“Dos quatro autores reunidos neste livro, pode-se dizer que são todos estranhos, ainda que cada um à sua maneira”, comenta Miguel Conde. O jornalista é o organizador da obra Quarteto mágico: contos, reunião inédita de doze contos dos grandes nomes da literatura fantástica brasileira, que chega às livrarias pela Autêntica Editora.

Concebida pela editora Maria Amélia Mello, a coletânea revela a pequena mas admirável faceta contista de Campos de Carvalho e dá início a um projeto de resgate da produção literária de Victor Giudice – a ser consolidado em 2019 com a reedição de todos os seus contos também pela Autêntica –, tudo isto somado à forte presença já consagrada em nossa literatura da obra de José J. Veiga e Murilo Rubião.

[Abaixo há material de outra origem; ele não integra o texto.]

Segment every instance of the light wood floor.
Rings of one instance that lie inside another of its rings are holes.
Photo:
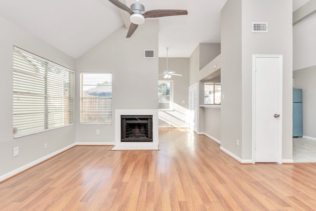
[[[241,165],[204,135],[160,151],[76,146],[2,183],[2,211],[315,210],[316,164]]]

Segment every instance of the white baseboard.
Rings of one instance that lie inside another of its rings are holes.
[[[159,150],[160,145],[119,145],[115,146],[111,150]]]
[[[214,137],[212,136],[211,135],[209,135],[207,133],[206,133],[205,132],[199,132],[198,134],[198,135],[204,135],[205,136],[207,136],[208,137],[209,137],[209,138],[210,138],[211,139],[212,139],[212,140],[213,140],[215,142],[217,143],[218,144],[221,144],[221,141],[220,141],[219,140],[214,138]]]
[[[306,135],[303,135],[303,138],[307,138],[308,139],[311,139],[314,141],[316,141],[316,138],[314,138],[314,137],[307,136]]]
[[[10,178],[13,176],[14,176],[15,175],[19,173],[20,173],[27,169],[30,169],[31,167],[36,166],[37,165],[42,162],[43,161],[44,161],[47,159],[49,159],[49,158],[52,158],[55,156],[55,155],[58,155],[58,154],[64,152],[64,151],[66,151],[69,149],[70,149],[72,147],[74,147],[75,146],[76,146],[76,143],[74,143],[69,146],[64,147],[63,148],[60,149],[60,150],[58,150],[55,152],[54,152],[52,153],[50,153],[49,155],[47,155],[38,160],[33,161],[28,164],[26,164],[23,166],[23,167],[21,167],[16,169],[12,170],[12,171],[10,171],[8,173],[6,173],[5,174],[3,174],[1,176],[0,176],[0,182],[5,179],[6,179],[8,178]]]
[[[98,145],[102,145],[102,146],[112,146],[115,145],[115,142],[76,142],[76,145],[93,145],[93,146],[98,146]]]
[[[220,149],[241,164],[252,164],[252,160],[241,159],[239,157],[237,156],[222,146],[220,147]]]
[[[282,164],[293,164],[293,159],[282,159]]]

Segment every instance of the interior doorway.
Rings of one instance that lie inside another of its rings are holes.
[[[189,127],[196,132],[198,131],[198,83],[189,87]]]
[[[281,163],[282,55],[253,56],[254,163]]]

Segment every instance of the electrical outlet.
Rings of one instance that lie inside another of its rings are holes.
[[[14,147],[13,148],[13,157],[16,157],[19,155],[19,147]]]

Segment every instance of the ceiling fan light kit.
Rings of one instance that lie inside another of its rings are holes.
[[[134,24],[140,25],[145,23],[145,18],[141,14],[132,14],[130,18],[130,22]]]
[[[145,6],[138,2],[132,4],[129,8],[118,0],[109,0],[109,1],[120,9],[128,12],[130,15],[129,19],[132,23],[128,29],[126,38],[130,38],[132,36],[139,25],[145,22],[145,18],[188,14],[188,11],[181,9],[155,9],[145,11]]]

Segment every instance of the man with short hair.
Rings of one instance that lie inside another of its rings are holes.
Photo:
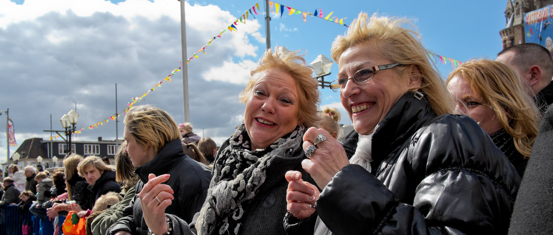
[[[32,165],[25,167],[25,176],[27,181],[25,184],[25,190],[30,190],[33,194],[36,194],[36,181],[34,180],[36,177],[36,169]]]
[[[19,203],[19,190],[13,185],[13,179],[6,177],[2,182],[4,183],[4,195],[0,201],[0,206]]]
[[[553,59],[549,51],[535,43],[523,43],[497,54],[497,60],[513,65],[531,87],[529,94],[543,113],[553,103]]]

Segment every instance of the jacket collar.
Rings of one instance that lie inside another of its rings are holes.
[[[159,151],[158,155],[147,163],[134,170],[138,178],[143,183],[148,182],[149,174],[159,176],[169,172],[175,163],[184,157],[186,157],[182,151],[182,145],[180,140],[175,140],[165,144],[163,148]]]
[[[419,100],[412,92],[408,92],[399,98],[375,127],[372,146],[401,146],[425,123],[435,116],[436,113],[425,99]],[[373,167],[379,165],[384,158],[389,156],[394,148],[375,148],[372,149],[373,160],[375,163],[372,164]]]

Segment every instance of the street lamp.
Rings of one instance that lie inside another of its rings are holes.
[[[67,113],[67,114],[64,114],[64,115],[60,119],[60,122],[61,124],[61,127],[65,129],[65,137],[66,138],[66,141],[67,142],[67,154],[71,154],[71,134],[76,130],[75,125],[77,124],[77,120],[79,120],[79,114],[77,113],[77,111],[75,111],[74,109],[71,109],[71,111],[70,111],[69,113]]]
[[[58,157],[54,156],[52,158],[52,163],[54,165],[54,167],[56,167],[56,162],[58,162]]]
[[[329,60],[324,55],[319,55],[317,58],[311,63],[311,66],[315,69],[315,78],[320,83],[319,86],[325,89],[325,87],[330,87],[330,82],[325,82],[325,76],[330,74],[330,68],[332,67],[332,61]]]
[[[13,159],[13,162],[15,164],[17,164],[17,160],[19,160],[20,157],[21,157],[21,155],[19,155],[19,153],[15,153],[12,155],[12,159]]]

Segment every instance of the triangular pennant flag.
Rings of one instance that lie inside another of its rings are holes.
[[[325,19],[328,20],[328,18],[330,18],[330,15],[331,15],[334,12],[331,12],[330,14],[328,14],[328,15],[327,15],[326,17],[325,17]],[[331,19],[330,21],[332,21],[332,20]]]

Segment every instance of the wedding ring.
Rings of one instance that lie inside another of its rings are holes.
[[[310,145],[307,147],[307,148],[305,149],[305,156],[307,157],[309,159],[311,159],[311,156],[313,155],[313,153],[315,152],[315,149],[317,149],[316,147],[314,145]]]
[[[315,145],[318,145],[319,143],[326,140],[326,136],[325,136],[323,134],[319,134],[317,136],[317,138],[315,140]]]

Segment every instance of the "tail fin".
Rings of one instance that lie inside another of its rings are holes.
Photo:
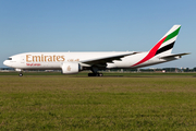
[[[154,52],[155,56],[171,55],[181,25],[173,25],[149,52]]]
[[[132,67],[146,62],[155,56],[164,57],[171,55],[181,25],[173,25],[173,27],[154,46],[154,48],[150,49],[148,55]]]

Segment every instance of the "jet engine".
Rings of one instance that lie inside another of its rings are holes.
[[[63,62],[61,68],[63,74],[74,74],[82,70],[81,64],[77,62]]]

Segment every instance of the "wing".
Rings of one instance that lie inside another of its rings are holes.
[[[98,59],[85,60],[85,61],[81,61],[81,62],[85,63],[85,64],[90,64],[90,66],[106,67],[107,62],[112,63],[113,60],[121,60],[121,58],[123,58],[123,57],[135,55],[135,53],[137,53],[137,52],[128,52],[128,53],[124,53],[124,55],[103,57],[103,58],[98,58]]]
[[[182,56],[185,56],[185,55],[189,55],[189,52],[185,52],[185,53],[177,53],[177,55],[169,55],[169,56],[164,56],[164,57],[161,57],[160,59],[172,59],[172,58],[181,58]]]

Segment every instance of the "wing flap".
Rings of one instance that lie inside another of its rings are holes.
[[[175,57],[182,57],[185,55],[189,55],[191,52],[184,52],[184,53],[176,53],[176,55],[169,55],[169,56],[164,56],[164,57],[160,57],[160,59],[171,59],[171,58],[175,58]]]

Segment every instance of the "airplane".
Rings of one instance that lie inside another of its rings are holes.
[[[62,74],[90,70],[88,76],[102,76],[99,70],[143,68],[189,55],[171,53],[180,28],[181,25],[173,25],[149,51],[25,52],[9,57],[3,64],[14,68],[20,76],[24,70],[61,70]]]

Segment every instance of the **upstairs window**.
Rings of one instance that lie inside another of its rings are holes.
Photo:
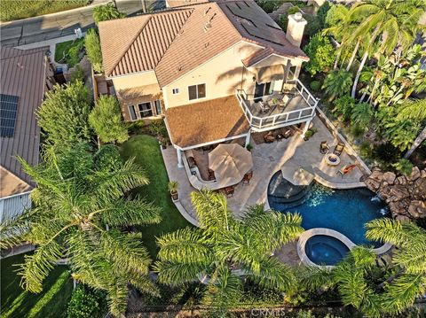
[[[204,98],[206,97],[206,84],[188,86],[189,100]]]
[[[138,120],[138,117],[136,117],[135,106],[133,105],[130,105],[129,106],[129,113],[130,115],[131,121],[135,121],[136,120]]]

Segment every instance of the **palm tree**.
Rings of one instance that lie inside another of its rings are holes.
[[[93,19],[96,25],[101,21],[125,18],[126,14],[120,12],[112,4],[99,5],[93,9]]]
[[[240,301],[241,275],[279,291],[294,283],[290,268],[271,255],[303,232],[299,214],[264,212],[255,206],[237,220],[221,194],[201,190],[191,198],[200,229],[186,228],[158,238],[155,268],[161,283],[201,280],[207,284],[203,303],[215,305],[217,316]]]
[[[383,41],[379,52],[391,53],[397,44],[407,49],[415,39],[420,27],[418,22],[426,10],[426,3],[422,0],[367,0],[355,4],[349,12],[350,21],[361,21],[351,32],[347,43],[362,39],[364,54],[357,71],[352,86],[351,97],[355,92],[360,74],[364,68],[371,49],[380,35]],[[366,36],[366,35],[369,36]]]
[[[356,247],[336,266],[327,268],[304,268],[298,273],[300,283],[311,290],[337,288],[344,305],[353,306],[372,317],[380,315],[380,298],[369,284],[369,272],[375,264],[375,254]]]
[[[407,100],[402,105],[402,110],[397,116],[398,120],[416,120],[420,121],[426,120],[426,99]],[[423,127],[420,134],[411,145],[411,148],[404,155],[405,159],[410,158],[413,152],[426,140],[426,126]]]
[[[322,88],[325,89],[326,94],[330,97],[330,100],[333,100],[349,93],[351,85],[351,73],[345,70],[334,70],[327,75]]]
[[[122,163],[113,145],[94,155],[83,143],[56,152],[50,148],[43,159],[36,167],[20,159],[37,183],[31,193],[33,207],[0,228],[2,248],[20,242],[37,245],[20,265],[22,287],[40,292],[54,264],[66,259],[75,279],[106,291],[114,315],[126,308],[129,284],[158,295],[140,235],[121,229],[161,221],[152,204],[123,198],[148,182],[140,167],[132,159]]]
[[[389,313],[401,313],[426,291],[426,231],[413,222],[390,219],[374,220],[366,227],[368,239],[398,247],[392,257],[396,274],[383,283],[383,306]]]

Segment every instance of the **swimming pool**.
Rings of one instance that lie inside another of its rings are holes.
[[[306,241],[304,252],[315,264],[335,265],[348,253],[349,248],[335,237],[316,235]]]
[[[279,171],[269,183],[268,201],[273,210],[299,213],[304,229],[331,229],[356,244],[382,245],[365,237],[364,224],[386,216],[389,211],[386,204],[367,188],[333,190],[316,182],[309,186],[295,186]],[[328,238],[331,237],[321,238],[322,247]]]

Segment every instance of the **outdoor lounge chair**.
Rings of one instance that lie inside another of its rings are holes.
[[[250,184],[250,180],[252,177],[253,177],[253,171],[248,172],[246,175],[244,175],[244,177],[242,178],[242,185]]]
[[[344,175],[349,174],[351,171],[352,171],[355,167],[357,166],[352,164],[346,165],[345,167],[342,167],[342,168],[337,171],[337,174],[341,174],[343,178]]]
[[[320,152],[325,155],[326,153],[328,152],[329,150],[330,150],[330,147],[328,147],[328,144],[327,144],[327,140],[324,142],[321,142],[321,144],[320,145]]]
[[[335,150],[333,151],[333,153],[336,156],[339,156],[342,154],[344,149],[344,143],[339,143],[335,145]]]

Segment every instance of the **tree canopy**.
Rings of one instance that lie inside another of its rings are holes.
[[[75,144],[91,138],[88,123],[91,109],[89,89],[80,81],[55,85],[48,91],[36,115],[50,143]]]
[[[120,104],[114,97],[101,96],[98,99],[89,115],[89,123],[104,143],[123,143],[129,139]]]
[[[85,143],[57,152],[49,148],[36,167],[20,161],[37,184],[31,193],[34,205],[2,224],[1,247],[37,245],[19,269],[23,288],[40,292],[55,263],[67,259],[75,279],[106,291],[114,315],[126,308],[129,284],[158,295],[140,234],[122,229],[161,221],[152,204],[124,197],[148,182],[140,167],[132,159],[122,162],[111,144],[96,153]]]

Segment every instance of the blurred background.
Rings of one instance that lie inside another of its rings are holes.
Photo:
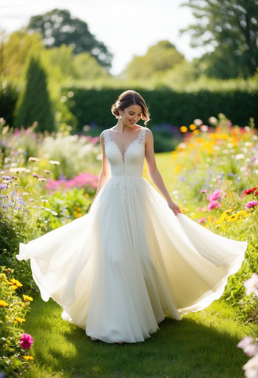
[[[0,116],[96,136],[133,89],[149,107],[155,152],[173,150],[196,118],[222,112],[244,127],[258,112],[257,5],[2,1]]]

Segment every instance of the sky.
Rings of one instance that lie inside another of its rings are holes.
[[[28,25],[31,16],[66,9],[82,20],[113,54],[112,74],[120,73],[134,56],[168,40],[190,62],[208,51],[190,47],[190,35],[179,30],[196,23],[187,0],[0,0],[0,25],[7,34]],[[210,50],[209,51],[211,51]]]

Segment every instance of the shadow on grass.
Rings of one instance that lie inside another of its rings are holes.
[[[92,341],[83,330],[62,320],[62,309],[52,300],[35,299],[27,317],[27,326],[39,341],[34,360],[53,372],[62,371],[60,377],[243,376],[241,367],[247,359],[236,347],[239,334],[228,319],[224,323],[215,316],[204,324],[204,311],[179,321],[166,318],[144,342],[109,344]],[[40,315],[36,318],[33,313]]]

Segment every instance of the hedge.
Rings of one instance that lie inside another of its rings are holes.
[[[128,89],[131,88],[64,87],[61,93],[66,97],[67,104],[78,119],[77,131],[79,131],[85,125],[98,125],[103,129],[114,126],[117,120],[111,112],[111,105]],[[200,118],[204,124],[208,124],[208,118],[211,116],[217,117],[220,113],[233,124],[242,127],[247,125],[250,117],[255,119],[255,122],[258,118],[256,91],[202,89],[188,93],[166,87],[151,90],[133,89],[140,93],[149,107],[152,120],[148,126],[151,129],[152,125],[162,124],[188,126],[195,118]]]

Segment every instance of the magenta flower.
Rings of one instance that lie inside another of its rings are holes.
[[[245,206],[246,209],[249,209],[250,208],[254,208],[255,206],[258,205],[258,201],[249,201]]]
[[[215,201],[215,200],[217,200],[218,198],[222,198],[221,195],[222,191],[220,189],[217,189],[216,190],[214,190],[211,194],[208,195],[207,196],[207,199],[209,201]]]
[[[20,345],[24,349],[29,349],[33,342],[33,339],[30,335],[23,333],[20,338]]]

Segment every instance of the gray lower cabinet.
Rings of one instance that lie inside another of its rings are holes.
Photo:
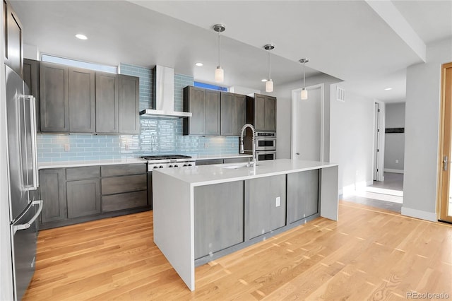
[[[69,131],[69,68],[52,63],[40,66],[41,131]]]
[[[194,189],[195,259],[243,242],[243,181]]]
[[[68,218],[100,213],[100,180],[70,181],[66,183]]]
[[[287,223],[319,213],[319,170],[287,175]]]
[[[42,229],[149,210],[145,163],[44,169],[40,177]]]
[[[66,220],[67,202],[66,194],[66,170],[42,170],[40,171],[41,199],[44,204],[41,223]]]
[[[245,239],[249,240],[286,224],[285,175],[245,181]]]

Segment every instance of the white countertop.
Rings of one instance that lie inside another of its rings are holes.
[[[165,168],[153,172],[162,172],[174,177],[180,181],[189,183],[192,186],[202,186],[285,175],[338,165],[328,162],[277,159],[258,162],[255,167],[225,168],[227,167],[237,167],[240,164],[228,163],[184,168]]]
[[[89,160],[82,161],[43,162],[38,163],[40,170],[45,168],[78,167],[81,166],[111,165],[114,164],[145,163],[141,158],[127,158],[124,159]]]
[[[194,155],[196,160],[210,160],[210,159],[233,159],[236,158],[251,158],[252,155],[246,153],[237,153],[234,155]]]

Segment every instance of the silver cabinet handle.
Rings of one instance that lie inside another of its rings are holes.
[[[32,203],[32,206],[37,204],[39,204],[40,206],[40,208],[37,209],[37,212],[36,212],[36,214],[35,214],[28,223],[13,226],[13,233],[15,234],[17,231],[19,231],[20,230],[28,229],[31,226],[31,224],[32,224],[33,222],[36,220],[40,214],[41,214],[41,211],[42,211],[43,203],[44,202],[42,201],[42,200],[33,201],[33,202]]]

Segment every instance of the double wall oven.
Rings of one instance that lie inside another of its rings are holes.
[[[256,132],[256,160],[264,161],[276,159],[276,132]]]

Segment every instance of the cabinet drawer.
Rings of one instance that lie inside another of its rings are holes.
[[[102,211],[114,211],[148,205],[146,191],[129,192],[102,197]]]
[[[102,179],[102,194],[113,194],[147,189],[146,174]]]
[[[123,164],[120,165],[105,165],[101,166],[100,173],[102,177],[145,174],[146,164],[143,163]]]
[[[66,179],[67,181],[93,179],[100,177],[100,166],[86,166],[83,167],[71,167],[66,169]]]

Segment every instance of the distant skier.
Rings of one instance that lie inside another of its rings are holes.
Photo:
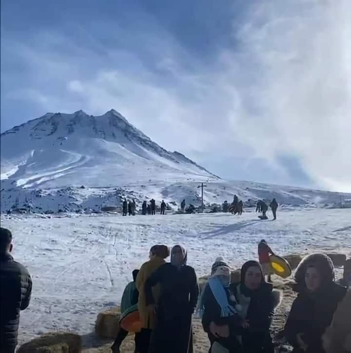
[[[258,260],[262,266],[263,275],[268,276],[267,281],[268,282],[272,282],[271,275],[272,275],[273,272],[272,266],[271,266],[271,261],[269,256],[270,254],[272,255],[274,255],[275,254],[268,246],[268,244],[264,239],[262,239],[259,243],[257,250],[258,252]]]
[[[270,204],[270,207],[272,209],[272,213],[273,213],[273,219],[276,219],[276,210],[278,208],[278,202],[276,202],[275,198],[273,198],[272,200],[272,202]]]
[[[133,214],[133,204],[130,200],[128,202],[128,216],[132,216]]]
[[[234,195],[233,202],[231,204],[229,211],[232,212],[232,213],[234,213],[234,215],[236,215],[238,213],[237,205],[239,199],[238,198],[237,196],[236,196],[236,195]]]
[[[132,214],[135,216],[136,210],[136,205],[135,202],[135,199],[133,198],[133,202],[132,202]]]
[[[256,204],[256,212],[261,213],[261,200],[258,200]]]
[[[141,214],[145,216],[146,214],[147,211],[147,204],[146,203],[146,201],[144,201],[143,202],[142,206],[141,206]]]
[[[127,213],[128,212],[128,202],[127,200],[125,198],[123,202],[123,215],[127,216]]]
[[[243,209],[243,203],[242,201],[240,200],[239,202],[238,203],[238,205],[237,206],[237,211],[238,213],[238,215],[239,216],[241,216],[241,214],[242,214],[242,209]]]
[[[156,201],[153,199],[151,199],[151,214],[156,214]]]
[[[239,202],[239,198],[238,198],[237,196],[236,195],[234,195],[234,199],[233,199],[233,203],[235,206],[236,206],[237,205],[238,202]]]
[[[165,210],[166,209],[166,204],[164,201],[162,200],[162,202],[161,202],[161,214],[164,215]]]
[[[262,219],[267,219],[268,218],[268,217],[267,217],[267,215],[266,214],[267,211],[268,211],[268,206],[267,206],[267,203],[266,203],[264,201],[261,201],[261,211],[262,213]]]

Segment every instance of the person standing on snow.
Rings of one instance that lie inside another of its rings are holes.
[[[135,202],[135,198],[133,198],[133,202],[132,202],[132,214],[133,216],[135,216],[135,212],[136,210],[136,205]]]
[[[154,245],[150,249],[150,260],[144,263],[136,276],[136,285],[139,292],[138,310],[141,322],[141,331],[138,337],[140,343],[140,353],[148,353],[150,338],[152,331],[156,324],[156,315],[154,310],[148,308],[145,294],[145,285],[149,277],[159,267],[166,263],[165,259],[169,256],[170,252],[165,245]],[[161,288],[159,285],[154,286],[152,295],[154,302],[158,303]],[[149,298],[150,300],[150,298]]]
[[[303,259],[294,277],[294,289],[298,294],[285,324],[285,337],[293,353],[325,353],[323,333],[347,289],[335,283],[332,261],[323,254],[312,254]]]
[[[0,228],[0,351],[14,353],[17,345],[20,312],[27,309],[32,294],[32,279],[27,269],[14,261],[12,235]]]
[[[125,198],[123,202],[123,215],[127,216],[128,212],[128,202],[127,200]]]
[[[242,214],[243,209],[243,203],[241,200],[239,201],[237,207],[238,215],[239,215],[239,216],[241,216],[241,214]]]
[[[338,305],[331,325],[323,336],[323,348],[326,353],[351,352],[351,290]]]
[[[256,204],[256,212],[261,213],[261,200],[258,200]]]
[[[227,213],[228,212],[229,208],[229,205],[228,204],[228,201],[226,200],[223,202],[223,205],[222,205],[222,211],[224,213]]]
[[[210,352],[226,349],[228,353],[242,352],[238,333],[243,329],[244,320],[239,315],[240,308],[231,291],[230,280],[229,266],[222,257],[217,257],[196,310],[210,340]]]
[[[134,270],[133,272],[133,282],[130,282],[125,287],[122,295],[121,300],[120,310],[121,313],[123,314],[124,312],[129,309],[131,307],[135,305],[137,303],[139,297],[139,292],[136,289],[135,281],[136,279],[136,276],[139,273],[138,270]],[[120,327],[118,330],[118,334],[116,337],[115,342],[111,347],[112,353],[120,353],[120,347],[124,338],[128,335],[128,332],[123,330]],[[139,353],[140,344],[138,342],[139,333],[135,333],[134,341],[135,342],[135,349],[134,353]]]
[[[266,240],[262,239],[258,244],[258,260],[262,266],[264,276],[267,276],[267,282],[272,282],[271,275],[274,272],[271,265],[270,255],[274,255],[274,253],[268,246]]]
[[[276,219],[276,210],[278,206],[278,202],[276,202],[275,198],[272,200],[272,202],[270,204],[270,207],[272,209],[273,213],[273,219]]]
[[[156,201],[153,199],[151,199],[151,214],[156,214]]]
[[[268,219],[268,217],[266,214],[267,211],[268,211],[268,206],[264,201],[261,201],[261,211],[262,213],[262,218],[263,219]]]
[[[270,328],[274,310],[280,303],[280,292],[264,280],[261,266],[253,260],[243,265],[240,282],[231,284],[230,289],[241,308],[239,315],[244,322],[238,332],[243,352],[273,353]]]
[[[161,214],[164,215],[165,210],[166,209],[166,203],[164,201],[162,200],[162,202],[161,203]]]
[[[133,214],[133,205],[132,201],[130,200],[128,202],[128,216],[132,216]]]
[[[184,212],[184,210],[185,209],[185,199],[184,198],[183,201],[182,201],[181,203],[180,204],[180,209],[181,210],[182,212]]]
[[[149,353],[193,352],[192,315],[199,288],[195,271],[186,263],[186,250],[176,245],[171,253],[171,263],[161,266],[146,281],[146,303],[157,316]],[[158,285],[161,294],[156,303],[152,290]]]
[[[143,202],[142,206],[141,206],[141,214],[145,216],[146,214],[147,209],[147,205],[146,204],[146,201],[144,201]]]

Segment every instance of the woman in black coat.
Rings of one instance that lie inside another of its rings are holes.
[[[298,294],[284,329],[294,353],[325,353],[322,336],[346,293],[334,277],[332,260],[324,254],[311,254],[297,267],[295,289]]]
[[[270,327],[275,308],[280,302],[280,292],[264,279],[258,262],[249,261],[241,268],[241,280],[230,289],[241,309],[244,320],[238,333],[245,353],[273,353]]]
[[[179,245],[172,250],[171,263],[161,266],[145,284],[148,309],[156,311],[156,323],[149,353],[192,353],[192,315],[199,289],[194,269],[187,266],[186,251]],[[156,306],[152,288],[161,285]]]

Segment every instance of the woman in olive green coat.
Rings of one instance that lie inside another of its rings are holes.
[[[136,284],[139,292],[138,309],[141,321],[141,331],[139,339],[142,351],[140,353],[147,353],[152,330],[155,327],[156,313],[150,310],[146,305],[144,287],[149,276],[159,267],[166,263],[164,259],[169,256],[169,249],[165,245],[154,245],[150,249],[150,260],[143,264],[136,277]],[[160,295],[159,285],[153,288],[153,296],[155,303],[157,303]]]

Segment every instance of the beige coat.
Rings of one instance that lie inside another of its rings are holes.
[[[156,318],[154,314],[148,312],[146,307],[144,286],[149,276],[164,263],[166,263],[166,261],[163,258],[157,257],[154,257],[142,265],[136,277],[136,288],[139,291],[138,309],[141,320],[141,327],[144,329],[153,330],[155,328]],[[158,300],[160,292],[159,285],[156,286],[153,289],[153,294],[155,303],[157,303]]]
[[[351,290],[339,303],[330,326],[323,335],[327,353],[351,352]]]

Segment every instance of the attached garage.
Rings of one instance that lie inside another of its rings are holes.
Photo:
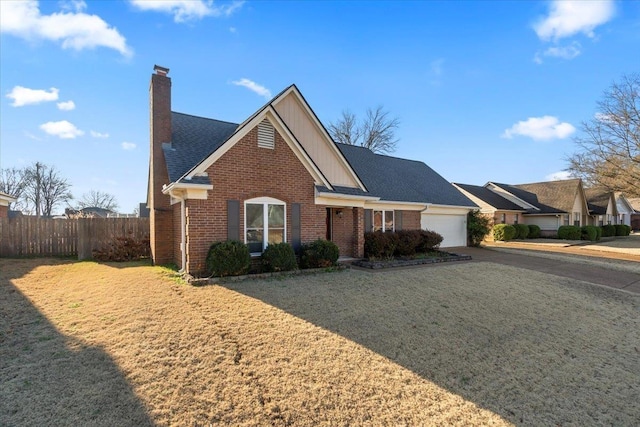
[[[430,208],[420,219],[423,230],[431,230],[442,235],[441,248],[467,246],[467,212],[469,209],[438,209]],[[462,211],[462,212],[461,212]]]

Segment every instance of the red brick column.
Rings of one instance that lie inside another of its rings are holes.
[[[353,250],[354,258],[364,257],[364,209],[353,208]]]

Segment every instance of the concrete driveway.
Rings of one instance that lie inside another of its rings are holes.
[[[637,240],[631,240],[631,242],[635,241],[640,243],[640,237]],[[616,246],[617,242],[613,245],[608,242],[604,243],[606,246],[597,246],[599,248],[625,249]],[[576,249],[573,246],[551,248],[533,244],[527,247],[526,245],[492,245],[483,248],[452,248],[447,250],[471,255],[473,262],[510,265],[640,294],[640,262],[638,261],[612,258],[614,253],[611,251],[595,252]],[[628,249],[634,250],[636,248]],[[585,251],[591,253],[587,256]],[[600,256],[597,256],[598,254]],[[620,256],[619,253],[615,254]],[[635,257],[633,254],[628,255]],[[640,256],[637,258],[640,261]]]

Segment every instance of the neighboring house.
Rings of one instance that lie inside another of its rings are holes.
[[[487,187],[469,184],[453,184],[465,196],[480,207],[480,213],[488,217],[492,224],[519,224],[527,212],[522,206],[507,200]]]
[[[589,208],[580,179],[518,185],[488,182],[483,187],[455,185],[494,223],[535,224],[543,236],[555,235],[561,225],[589,223]]]
[[[634,209],[630,215],[629,225],[633,231],[640,231],[640,197],[628,199],[629,204]]]
[[[613,191],[605,188],[588,188],[585,190],[589,206],[589,225],[616,224],[618,209]]]
[[[542,235],[555,234],[561,225],[588,223],[589,208],[580,179],[518,185],[489,182],[485,187],[525,208],[524,223],[539,226]]]
[[[200,274],[211,243],[259,255],[318,238],[362,257],[367,230],[429,228],[466,244],[475,205],[424,163],[336,144],[295,85],[240,124],[171,111],[171,79],[151,77],[147,205],[157,264]]]
[[[68,218],[107,218],[115,212],[97,206],[88,206],[82,209],[65,209],[64,213]]]
[[[631,202],[619,191],[615,193],[618,224],[631,226],[631,216],[635,213]]]
[[[9,205],[17,201],[13,196],[0,192],[0,218],[9,217]]]

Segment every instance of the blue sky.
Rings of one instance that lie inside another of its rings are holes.
[[[291,83],[325,124],[383,105],[400,119],[395,156],[478,185],[561,172],[602,92],[640,69],[640,2],[0,8],[0,167],[55,165],[74,196],[108,192],[122,212],[146,198],[154,64],[171,70],[174,111],[231,122]]]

Como exemplo do que o leitor encontrará no Quarteto mágico é possível citar: O pirotécnico ZacariasOs cavalinhos de PlatiplantoEspantalho habitado de pássaros e O arquivo. Para Conde, as histórias no livro reunidas possuem cada uma o seu jeito próprio de narrativa entre o prosaico e o delirante. “Nem apenas devaneio fantasioso, mas tampouco mera alusão velada ao real, essas histórias se desenrolam num limiar insólito que apaga as fronteiras rígidas entre esses mundos”, afirma.

A árvore genealógica e o diálogo literário existente entre esses quatro mestres do surrealismo brasileiro ficam ainda mais completos acompanhados pelos pequenos perfis biográficos acrescentados à obra: os textos, assinados pelo organizador, consideram as histórias de vida dos quatro autores, seus personagens e fazem um panorama de suas produções literárias.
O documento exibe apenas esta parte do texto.